You only have to cast your mind back to last winter and remember how the nation was paralysed by blizzards - well, at any rate, there was half an inch of snow outside Broadcasting House and they were all a bit worried about how they were going to get home.

Day after day, the same thing happens. Every time some weather chick or other is moving cloud/sun symbols around on her map, she stands right in front of Yorkshire, then never even mentions us during the forecast. And if it's 25 degrees in Surrey, she'll tell us it's scorchio all over, even as we stare glumly at the hail battering the streets outside our northern windows.

When it's the BBC, it's particularly galling.
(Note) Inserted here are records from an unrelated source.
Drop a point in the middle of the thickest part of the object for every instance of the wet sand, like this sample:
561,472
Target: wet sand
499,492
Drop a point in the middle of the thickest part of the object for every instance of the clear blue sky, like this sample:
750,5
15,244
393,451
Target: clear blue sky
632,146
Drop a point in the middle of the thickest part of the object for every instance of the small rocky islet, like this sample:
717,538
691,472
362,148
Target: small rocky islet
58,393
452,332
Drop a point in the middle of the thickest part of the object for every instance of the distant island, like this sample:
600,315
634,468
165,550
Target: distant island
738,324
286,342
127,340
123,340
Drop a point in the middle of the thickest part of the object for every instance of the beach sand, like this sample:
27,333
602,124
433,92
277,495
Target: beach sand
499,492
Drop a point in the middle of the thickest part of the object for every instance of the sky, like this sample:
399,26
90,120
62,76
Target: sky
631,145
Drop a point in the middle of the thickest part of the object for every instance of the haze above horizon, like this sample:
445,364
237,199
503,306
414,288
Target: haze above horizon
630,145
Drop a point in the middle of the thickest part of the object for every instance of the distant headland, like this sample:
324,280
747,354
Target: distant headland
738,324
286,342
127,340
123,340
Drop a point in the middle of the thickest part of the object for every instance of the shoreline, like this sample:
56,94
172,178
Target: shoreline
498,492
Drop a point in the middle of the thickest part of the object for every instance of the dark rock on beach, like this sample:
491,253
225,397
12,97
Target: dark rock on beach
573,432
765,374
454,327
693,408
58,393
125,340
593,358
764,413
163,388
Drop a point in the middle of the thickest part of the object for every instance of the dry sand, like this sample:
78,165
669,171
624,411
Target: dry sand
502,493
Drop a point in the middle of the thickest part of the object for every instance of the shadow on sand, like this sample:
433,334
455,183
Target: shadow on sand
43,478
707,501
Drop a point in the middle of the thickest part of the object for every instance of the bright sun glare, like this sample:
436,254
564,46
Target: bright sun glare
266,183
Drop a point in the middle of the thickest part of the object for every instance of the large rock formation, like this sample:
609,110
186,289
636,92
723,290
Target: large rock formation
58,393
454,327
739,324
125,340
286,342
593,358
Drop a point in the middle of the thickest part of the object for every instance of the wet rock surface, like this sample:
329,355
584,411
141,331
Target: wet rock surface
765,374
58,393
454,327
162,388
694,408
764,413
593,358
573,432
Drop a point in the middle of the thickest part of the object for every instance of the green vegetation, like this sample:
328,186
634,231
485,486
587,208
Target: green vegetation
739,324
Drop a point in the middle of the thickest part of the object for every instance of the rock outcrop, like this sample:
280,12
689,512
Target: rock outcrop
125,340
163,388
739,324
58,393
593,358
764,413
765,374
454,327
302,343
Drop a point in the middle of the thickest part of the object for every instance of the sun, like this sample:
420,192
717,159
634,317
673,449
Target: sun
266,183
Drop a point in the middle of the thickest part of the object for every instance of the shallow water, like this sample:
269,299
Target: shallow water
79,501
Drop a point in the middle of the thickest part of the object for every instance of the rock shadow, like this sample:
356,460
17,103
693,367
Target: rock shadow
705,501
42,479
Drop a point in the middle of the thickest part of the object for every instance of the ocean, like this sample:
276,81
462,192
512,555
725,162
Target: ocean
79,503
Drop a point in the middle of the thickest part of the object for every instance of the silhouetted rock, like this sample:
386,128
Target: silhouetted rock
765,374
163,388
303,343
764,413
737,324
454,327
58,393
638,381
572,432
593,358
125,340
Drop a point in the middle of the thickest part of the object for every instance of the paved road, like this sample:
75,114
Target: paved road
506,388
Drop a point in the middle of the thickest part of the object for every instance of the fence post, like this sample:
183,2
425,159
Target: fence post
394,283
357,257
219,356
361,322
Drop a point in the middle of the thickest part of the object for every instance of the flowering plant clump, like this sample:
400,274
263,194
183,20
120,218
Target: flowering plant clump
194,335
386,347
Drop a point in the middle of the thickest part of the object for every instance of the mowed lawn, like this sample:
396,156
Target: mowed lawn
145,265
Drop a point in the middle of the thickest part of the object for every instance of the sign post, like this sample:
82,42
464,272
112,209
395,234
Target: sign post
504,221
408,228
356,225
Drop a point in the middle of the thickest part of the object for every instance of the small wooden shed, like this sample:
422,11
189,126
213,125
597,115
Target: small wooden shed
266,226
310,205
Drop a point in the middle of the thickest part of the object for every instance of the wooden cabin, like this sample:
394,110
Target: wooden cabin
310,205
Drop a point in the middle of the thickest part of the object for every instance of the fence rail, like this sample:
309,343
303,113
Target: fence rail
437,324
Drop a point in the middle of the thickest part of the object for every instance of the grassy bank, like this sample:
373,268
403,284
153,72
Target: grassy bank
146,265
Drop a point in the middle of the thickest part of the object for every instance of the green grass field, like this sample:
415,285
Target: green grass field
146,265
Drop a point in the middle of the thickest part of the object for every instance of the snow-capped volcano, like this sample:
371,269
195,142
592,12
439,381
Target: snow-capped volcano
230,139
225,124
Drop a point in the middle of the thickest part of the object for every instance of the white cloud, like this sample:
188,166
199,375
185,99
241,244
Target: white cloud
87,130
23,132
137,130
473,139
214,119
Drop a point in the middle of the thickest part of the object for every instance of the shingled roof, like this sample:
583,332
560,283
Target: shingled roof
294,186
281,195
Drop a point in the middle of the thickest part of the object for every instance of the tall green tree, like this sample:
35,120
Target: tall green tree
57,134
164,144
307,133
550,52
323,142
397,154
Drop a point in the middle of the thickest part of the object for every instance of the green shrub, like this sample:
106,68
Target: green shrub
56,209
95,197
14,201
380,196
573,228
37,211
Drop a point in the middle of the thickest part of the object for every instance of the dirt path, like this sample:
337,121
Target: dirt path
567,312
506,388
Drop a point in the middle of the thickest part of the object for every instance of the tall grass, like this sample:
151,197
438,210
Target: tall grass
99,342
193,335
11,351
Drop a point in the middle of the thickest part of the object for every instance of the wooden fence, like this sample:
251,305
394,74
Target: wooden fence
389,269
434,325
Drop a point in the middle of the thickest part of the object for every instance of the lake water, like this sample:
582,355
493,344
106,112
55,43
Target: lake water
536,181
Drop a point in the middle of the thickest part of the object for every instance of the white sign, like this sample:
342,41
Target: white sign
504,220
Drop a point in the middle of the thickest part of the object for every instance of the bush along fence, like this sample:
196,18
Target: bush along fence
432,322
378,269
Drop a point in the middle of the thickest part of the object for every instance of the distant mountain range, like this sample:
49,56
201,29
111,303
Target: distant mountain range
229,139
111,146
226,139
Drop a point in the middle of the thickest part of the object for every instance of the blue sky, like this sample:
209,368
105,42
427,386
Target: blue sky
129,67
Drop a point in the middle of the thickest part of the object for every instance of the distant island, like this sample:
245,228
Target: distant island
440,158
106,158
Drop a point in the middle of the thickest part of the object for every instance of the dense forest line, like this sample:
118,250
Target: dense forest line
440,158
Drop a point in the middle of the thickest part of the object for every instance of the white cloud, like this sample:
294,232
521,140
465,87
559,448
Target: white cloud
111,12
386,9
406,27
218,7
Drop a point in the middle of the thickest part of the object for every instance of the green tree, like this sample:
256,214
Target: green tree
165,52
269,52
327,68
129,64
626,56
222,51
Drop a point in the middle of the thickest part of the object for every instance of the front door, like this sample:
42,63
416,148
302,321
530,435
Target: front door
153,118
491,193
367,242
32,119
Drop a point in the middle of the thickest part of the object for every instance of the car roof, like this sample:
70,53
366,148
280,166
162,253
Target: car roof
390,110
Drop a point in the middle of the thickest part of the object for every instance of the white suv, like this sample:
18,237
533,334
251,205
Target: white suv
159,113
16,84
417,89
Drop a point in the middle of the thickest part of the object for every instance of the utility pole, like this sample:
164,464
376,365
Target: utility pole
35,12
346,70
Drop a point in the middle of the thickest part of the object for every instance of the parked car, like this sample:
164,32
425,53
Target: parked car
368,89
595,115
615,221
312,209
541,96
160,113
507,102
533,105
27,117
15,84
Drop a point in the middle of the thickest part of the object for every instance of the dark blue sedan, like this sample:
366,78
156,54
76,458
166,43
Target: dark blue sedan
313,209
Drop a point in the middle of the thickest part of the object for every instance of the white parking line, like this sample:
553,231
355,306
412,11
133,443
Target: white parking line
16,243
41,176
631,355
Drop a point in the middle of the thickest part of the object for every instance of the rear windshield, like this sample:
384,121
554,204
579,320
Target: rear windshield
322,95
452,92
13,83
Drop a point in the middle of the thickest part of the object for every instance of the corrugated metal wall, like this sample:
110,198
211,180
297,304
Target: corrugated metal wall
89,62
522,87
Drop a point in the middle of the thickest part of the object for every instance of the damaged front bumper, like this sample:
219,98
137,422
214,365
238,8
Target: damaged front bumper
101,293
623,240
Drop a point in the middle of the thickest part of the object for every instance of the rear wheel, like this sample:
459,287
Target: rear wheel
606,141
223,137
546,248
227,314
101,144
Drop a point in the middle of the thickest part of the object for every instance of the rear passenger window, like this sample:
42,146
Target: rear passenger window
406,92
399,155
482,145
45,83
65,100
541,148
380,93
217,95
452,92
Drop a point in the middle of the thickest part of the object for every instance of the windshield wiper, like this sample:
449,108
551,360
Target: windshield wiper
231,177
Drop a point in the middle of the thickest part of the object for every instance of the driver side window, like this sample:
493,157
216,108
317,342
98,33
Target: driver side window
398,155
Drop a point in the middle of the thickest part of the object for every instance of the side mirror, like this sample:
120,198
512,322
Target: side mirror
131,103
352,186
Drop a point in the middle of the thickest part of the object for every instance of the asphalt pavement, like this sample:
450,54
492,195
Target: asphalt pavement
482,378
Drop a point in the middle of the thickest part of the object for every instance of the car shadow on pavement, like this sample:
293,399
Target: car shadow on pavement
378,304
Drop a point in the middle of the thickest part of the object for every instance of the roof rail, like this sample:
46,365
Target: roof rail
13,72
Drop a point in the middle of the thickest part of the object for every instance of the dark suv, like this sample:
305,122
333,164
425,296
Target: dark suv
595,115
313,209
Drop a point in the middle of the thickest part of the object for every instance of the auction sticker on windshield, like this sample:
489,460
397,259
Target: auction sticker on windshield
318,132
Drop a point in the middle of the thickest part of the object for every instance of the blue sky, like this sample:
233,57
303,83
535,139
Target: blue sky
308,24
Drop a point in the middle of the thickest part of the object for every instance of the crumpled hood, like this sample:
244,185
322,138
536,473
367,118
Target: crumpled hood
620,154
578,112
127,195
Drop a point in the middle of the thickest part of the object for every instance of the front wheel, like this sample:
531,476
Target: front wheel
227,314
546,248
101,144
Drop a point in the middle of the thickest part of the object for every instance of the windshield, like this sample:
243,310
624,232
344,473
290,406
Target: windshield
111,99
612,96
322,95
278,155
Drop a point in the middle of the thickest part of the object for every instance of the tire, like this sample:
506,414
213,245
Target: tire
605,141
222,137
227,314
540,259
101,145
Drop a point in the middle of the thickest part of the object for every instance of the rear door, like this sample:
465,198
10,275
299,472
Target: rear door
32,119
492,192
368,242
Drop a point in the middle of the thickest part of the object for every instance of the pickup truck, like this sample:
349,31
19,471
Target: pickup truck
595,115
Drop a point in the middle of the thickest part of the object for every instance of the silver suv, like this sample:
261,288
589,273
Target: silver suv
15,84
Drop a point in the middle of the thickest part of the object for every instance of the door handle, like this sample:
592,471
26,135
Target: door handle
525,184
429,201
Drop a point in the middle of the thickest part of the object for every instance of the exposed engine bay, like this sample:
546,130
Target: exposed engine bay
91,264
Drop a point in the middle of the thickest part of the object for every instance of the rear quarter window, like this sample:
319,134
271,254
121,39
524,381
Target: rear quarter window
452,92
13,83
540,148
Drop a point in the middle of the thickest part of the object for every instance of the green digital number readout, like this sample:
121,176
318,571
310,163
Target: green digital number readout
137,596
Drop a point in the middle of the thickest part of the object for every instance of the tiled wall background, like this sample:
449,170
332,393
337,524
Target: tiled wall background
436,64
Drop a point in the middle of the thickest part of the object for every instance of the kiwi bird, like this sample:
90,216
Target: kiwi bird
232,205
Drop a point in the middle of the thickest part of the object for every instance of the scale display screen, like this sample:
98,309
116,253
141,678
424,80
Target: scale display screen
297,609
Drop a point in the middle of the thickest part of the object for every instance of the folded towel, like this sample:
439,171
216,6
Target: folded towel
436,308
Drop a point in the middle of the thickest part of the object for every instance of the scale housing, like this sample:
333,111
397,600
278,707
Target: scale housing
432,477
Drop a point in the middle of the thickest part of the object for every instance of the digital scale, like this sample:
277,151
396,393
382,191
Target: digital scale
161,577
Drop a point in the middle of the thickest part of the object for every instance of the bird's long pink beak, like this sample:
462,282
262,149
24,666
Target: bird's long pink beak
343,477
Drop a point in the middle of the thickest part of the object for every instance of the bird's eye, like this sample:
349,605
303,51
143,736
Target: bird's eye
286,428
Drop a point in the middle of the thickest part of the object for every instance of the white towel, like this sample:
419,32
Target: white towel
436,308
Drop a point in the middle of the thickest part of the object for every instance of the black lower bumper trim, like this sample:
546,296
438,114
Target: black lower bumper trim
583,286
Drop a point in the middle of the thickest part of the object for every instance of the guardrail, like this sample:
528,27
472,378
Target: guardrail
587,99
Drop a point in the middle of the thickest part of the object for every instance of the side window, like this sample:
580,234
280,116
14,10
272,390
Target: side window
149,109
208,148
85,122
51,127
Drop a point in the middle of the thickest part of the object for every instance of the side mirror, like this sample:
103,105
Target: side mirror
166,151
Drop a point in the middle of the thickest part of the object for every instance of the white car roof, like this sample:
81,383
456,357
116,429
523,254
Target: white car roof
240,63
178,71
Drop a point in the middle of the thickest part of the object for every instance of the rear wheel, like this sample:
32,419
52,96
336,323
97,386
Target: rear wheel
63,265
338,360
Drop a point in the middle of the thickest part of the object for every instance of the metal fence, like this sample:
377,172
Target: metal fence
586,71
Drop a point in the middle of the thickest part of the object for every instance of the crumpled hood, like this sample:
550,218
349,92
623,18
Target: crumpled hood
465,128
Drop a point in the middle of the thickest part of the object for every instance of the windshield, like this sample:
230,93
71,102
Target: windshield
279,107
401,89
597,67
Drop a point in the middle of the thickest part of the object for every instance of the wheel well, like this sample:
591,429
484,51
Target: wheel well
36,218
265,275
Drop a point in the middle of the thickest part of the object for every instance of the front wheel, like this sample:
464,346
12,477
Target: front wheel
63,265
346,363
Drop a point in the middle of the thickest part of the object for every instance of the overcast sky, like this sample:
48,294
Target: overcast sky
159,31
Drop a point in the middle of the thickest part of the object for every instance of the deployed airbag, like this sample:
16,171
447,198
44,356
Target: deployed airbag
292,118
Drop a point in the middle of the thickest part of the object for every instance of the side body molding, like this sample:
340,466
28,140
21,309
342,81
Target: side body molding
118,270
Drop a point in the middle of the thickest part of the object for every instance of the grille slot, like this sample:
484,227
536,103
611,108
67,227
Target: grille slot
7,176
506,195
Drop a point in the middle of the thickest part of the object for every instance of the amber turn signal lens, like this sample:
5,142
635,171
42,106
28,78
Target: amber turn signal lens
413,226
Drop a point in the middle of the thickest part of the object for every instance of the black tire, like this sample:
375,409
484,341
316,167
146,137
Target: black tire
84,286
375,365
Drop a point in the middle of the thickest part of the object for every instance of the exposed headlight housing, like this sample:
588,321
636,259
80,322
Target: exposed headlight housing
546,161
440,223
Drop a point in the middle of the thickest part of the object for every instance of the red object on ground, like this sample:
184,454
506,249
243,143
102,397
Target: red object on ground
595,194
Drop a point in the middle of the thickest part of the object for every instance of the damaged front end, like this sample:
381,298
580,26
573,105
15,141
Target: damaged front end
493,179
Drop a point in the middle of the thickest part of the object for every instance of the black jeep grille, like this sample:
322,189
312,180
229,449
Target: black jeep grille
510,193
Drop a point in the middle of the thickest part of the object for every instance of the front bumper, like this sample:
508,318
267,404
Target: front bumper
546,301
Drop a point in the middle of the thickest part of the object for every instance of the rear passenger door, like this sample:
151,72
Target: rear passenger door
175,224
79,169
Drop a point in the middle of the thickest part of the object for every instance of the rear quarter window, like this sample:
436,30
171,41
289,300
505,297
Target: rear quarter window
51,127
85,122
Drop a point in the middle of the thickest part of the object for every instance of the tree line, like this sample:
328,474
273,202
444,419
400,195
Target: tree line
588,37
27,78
It's bad enough that most of the money raised through the National Lottery seems to go towards ensuring the survival of some southern opera house or other, without us feeling that our licence money is a tax to keep London well-informed.

None of these ruminations makes you feel particularly well-disposed towards the southerners in their hour of need.

And when you look at the Beeb's website to find the bulletin boards full of bright-spark Cockneys demanding a national water grid, so we can ship our northern water down south where it is needed, it really makes you'd wish we'd gone for the devolution option when Westminster held the offer open.

Trouble is, you can't help but suspect the reason we were offered it is so that we'd take ourselves off with our funny northern accents to go and moan somewhere in private, leaving them to discuss the stuff that really matters - that is, what goes on south of Potters Bar.